Y el pastor señalaba en el paisaje, raso, un punto quimérico para Florinda.

—Yo no distingo más que cielo y tierra—murmuró la moza, entornando los ojos y haciéndose una pantalla con la mano.

—Vélo... vélo ende—insistía Rosicler, lanzado a su dialecto por la propia fuerza y concisión de las palabras regionales—. Y con el brazo tendido hacia el lugar solano del horizonte, trazaba un ademán amplio y seguro, cobijador, que parecía descubrir a cada res, guardarla y bendecirla.

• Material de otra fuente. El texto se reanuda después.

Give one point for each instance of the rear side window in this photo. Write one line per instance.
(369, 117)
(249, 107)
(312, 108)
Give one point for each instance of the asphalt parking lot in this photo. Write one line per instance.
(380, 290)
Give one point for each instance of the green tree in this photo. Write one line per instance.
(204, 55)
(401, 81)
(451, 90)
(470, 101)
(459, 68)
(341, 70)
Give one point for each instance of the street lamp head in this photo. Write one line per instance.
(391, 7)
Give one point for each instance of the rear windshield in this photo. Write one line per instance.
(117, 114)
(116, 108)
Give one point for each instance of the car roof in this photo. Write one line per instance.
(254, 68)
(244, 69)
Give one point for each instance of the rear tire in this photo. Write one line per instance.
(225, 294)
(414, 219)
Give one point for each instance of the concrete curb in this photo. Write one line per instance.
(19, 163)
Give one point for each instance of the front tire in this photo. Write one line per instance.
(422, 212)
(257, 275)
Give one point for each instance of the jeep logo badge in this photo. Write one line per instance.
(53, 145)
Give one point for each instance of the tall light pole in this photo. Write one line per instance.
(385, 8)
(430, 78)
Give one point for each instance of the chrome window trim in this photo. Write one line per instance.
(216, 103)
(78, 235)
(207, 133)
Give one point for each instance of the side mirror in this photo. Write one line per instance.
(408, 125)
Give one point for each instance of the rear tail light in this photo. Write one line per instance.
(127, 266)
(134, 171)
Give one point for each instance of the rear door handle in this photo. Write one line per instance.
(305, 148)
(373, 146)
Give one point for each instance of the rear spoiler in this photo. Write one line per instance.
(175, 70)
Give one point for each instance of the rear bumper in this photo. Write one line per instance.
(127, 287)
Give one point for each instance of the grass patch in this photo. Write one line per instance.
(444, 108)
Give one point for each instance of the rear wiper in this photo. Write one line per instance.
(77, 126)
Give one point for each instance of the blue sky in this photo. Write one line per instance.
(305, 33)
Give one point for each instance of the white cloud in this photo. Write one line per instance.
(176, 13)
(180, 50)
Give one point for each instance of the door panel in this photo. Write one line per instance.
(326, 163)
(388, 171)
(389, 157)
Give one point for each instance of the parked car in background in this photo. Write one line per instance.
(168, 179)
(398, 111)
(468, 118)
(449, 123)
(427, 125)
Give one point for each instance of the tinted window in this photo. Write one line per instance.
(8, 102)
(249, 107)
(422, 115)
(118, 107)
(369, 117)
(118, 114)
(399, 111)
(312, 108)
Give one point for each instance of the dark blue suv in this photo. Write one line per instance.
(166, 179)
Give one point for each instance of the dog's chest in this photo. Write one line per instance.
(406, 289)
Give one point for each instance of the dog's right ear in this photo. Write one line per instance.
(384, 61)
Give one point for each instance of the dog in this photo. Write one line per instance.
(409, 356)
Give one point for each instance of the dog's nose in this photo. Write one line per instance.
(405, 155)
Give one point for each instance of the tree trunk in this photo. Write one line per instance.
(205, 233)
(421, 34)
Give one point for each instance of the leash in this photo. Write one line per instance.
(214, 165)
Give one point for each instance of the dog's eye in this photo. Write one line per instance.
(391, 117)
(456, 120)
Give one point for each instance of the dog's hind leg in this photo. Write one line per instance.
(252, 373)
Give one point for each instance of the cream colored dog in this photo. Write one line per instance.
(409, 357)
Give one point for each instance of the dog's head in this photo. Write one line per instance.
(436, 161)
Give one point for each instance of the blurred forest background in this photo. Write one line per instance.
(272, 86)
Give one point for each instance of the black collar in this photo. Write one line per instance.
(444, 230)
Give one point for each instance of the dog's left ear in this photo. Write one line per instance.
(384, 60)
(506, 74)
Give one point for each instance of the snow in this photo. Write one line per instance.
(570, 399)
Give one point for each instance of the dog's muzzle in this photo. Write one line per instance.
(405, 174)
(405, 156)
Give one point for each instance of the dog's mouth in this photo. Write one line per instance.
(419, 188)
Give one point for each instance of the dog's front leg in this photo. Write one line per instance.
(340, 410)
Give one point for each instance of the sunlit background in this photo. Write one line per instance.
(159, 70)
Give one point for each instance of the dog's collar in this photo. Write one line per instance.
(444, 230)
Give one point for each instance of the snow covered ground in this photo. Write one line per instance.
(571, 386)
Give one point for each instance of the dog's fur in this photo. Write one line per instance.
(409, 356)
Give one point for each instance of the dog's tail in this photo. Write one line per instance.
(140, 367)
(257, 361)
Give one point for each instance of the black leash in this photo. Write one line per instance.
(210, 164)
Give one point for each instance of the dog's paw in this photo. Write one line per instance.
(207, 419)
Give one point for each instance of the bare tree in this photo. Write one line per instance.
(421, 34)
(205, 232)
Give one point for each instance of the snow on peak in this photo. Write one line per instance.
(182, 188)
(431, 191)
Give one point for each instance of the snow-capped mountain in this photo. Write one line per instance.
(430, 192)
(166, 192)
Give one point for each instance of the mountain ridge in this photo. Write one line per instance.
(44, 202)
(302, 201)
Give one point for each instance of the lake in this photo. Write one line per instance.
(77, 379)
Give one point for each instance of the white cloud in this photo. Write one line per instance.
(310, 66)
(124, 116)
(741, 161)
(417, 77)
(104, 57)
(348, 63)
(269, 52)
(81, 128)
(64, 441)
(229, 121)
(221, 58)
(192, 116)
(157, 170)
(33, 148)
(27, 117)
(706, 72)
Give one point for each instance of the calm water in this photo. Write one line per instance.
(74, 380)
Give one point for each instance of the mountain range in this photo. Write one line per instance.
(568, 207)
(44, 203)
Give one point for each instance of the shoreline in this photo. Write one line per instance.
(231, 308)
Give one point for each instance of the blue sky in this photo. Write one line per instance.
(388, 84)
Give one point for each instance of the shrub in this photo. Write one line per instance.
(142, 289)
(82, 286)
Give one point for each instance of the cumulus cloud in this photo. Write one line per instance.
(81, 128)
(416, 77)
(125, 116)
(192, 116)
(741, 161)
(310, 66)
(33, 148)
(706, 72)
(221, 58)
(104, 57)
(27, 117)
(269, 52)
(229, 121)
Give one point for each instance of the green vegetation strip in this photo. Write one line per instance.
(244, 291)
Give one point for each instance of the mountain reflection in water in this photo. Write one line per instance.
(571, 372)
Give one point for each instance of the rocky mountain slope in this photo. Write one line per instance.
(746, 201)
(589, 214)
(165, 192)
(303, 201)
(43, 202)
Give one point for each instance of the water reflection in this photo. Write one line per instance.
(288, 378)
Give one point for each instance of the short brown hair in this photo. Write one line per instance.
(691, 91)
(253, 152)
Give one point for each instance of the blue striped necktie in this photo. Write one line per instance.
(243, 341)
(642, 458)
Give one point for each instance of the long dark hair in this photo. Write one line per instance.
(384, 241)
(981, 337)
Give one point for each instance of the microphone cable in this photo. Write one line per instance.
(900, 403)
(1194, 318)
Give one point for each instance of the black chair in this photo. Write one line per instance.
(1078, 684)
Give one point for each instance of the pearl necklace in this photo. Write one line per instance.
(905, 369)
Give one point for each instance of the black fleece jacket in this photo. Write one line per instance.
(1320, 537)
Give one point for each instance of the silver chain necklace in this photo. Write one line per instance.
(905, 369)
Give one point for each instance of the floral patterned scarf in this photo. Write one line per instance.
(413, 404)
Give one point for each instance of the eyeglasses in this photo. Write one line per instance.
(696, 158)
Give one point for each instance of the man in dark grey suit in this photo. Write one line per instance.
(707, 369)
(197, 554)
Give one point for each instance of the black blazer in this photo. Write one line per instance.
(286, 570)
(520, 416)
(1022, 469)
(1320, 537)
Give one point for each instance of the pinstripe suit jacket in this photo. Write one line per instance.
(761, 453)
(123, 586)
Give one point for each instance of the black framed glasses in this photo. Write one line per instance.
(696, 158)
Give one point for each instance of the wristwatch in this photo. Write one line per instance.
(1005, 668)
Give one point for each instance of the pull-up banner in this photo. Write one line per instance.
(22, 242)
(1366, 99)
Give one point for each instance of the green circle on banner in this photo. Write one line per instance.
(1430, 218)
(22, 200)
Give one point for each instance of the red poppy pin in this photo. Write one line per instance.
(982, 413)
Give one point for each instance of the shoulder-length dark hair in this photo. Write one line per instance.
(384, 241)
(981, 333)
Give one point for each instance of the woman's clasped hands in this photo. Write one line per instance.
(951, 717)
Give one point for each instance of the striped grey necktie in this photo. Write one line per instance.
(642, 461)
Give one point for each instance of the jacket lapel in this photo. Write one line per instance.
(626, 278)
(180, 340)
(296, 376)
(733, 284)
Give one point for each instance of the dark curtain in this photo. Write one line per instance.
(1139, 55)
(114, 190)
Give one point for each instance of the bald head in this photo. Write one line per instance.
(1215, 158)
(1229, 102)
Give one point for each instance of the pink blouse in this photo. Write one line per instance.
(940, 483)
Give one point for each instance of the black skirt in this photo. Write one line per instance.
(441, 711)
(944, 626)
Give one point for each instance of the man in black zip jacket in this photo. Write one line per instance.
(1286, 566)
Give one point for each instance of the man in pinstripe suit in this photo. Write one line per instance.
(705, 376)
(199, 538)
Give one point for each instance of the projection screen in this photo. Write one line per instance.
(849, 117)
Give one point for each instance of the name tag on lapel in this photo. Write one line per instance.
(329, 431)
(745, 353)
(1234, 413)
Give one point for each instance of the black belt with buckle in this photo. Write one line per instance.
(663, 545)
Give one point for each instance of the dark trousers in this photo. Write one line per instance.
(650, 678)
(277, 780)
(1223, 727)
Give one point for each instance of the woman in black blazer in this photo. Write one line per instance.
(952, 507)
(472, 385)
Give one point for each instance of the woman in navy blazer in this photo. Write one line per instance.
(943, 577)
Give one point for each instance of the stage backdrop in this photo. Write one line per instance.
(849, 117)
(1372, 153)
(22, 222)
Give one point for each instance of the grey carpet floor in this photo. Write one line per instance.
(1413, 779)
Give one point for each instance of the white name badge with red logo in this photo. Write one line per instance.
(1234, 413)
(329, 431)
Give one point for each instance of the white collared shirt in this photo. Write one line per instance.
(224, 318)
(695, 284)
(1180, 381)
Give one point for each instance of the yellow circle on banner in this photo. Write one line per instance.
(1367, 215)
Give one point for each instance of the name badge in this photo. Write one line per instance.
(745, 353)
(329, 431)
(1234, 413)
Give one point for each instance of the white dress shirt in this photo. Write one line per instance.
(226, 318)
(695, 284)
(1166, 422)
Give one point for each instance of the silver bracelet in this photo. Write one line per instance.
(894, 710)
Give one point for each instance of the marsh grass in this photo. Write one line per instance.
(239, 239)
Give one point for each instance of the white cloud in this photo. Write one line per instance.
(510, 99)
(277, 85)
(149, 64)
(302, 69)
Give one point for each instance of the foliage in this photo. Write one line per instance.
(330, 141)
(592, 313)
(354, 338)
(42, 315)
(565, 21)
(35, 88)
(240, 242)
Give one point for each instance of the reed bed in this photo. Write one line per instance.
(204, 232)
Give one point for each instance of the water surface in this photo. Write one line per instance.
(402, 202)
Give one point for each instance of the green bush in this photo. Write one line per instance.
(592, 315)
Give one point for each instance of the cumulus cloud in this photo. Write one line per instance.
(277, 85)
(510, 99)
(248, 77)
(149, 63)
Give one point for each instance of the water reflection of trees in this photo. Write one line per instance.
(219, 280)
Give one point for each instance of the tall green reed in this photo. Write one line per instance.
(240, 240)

—Pues ¡ni por esas!—lamentóse la muchacha, esforzándose para encontrar la pista del rebaño—. ¡Ahora!—exclamó de pronto—. ¡Ya, ya caigo!... Justamente; ellas son: unas vedijas blancas que van y vienen por allí... ¡Si en este mar de tierra parecen tus ovejas las espumas!... ¡Las crenchas de las olas, ni más ni menos!... Y para mayor embuste, entre el oleaje asoma un barco de vela. Mira, Rosicler.

—¡Si es mi cama!—replicó el zagal, soltando la risa.

—¿Cómo tu cama?... Pero, ¿tú duermes en un globo, ahí en mitad de la llanura?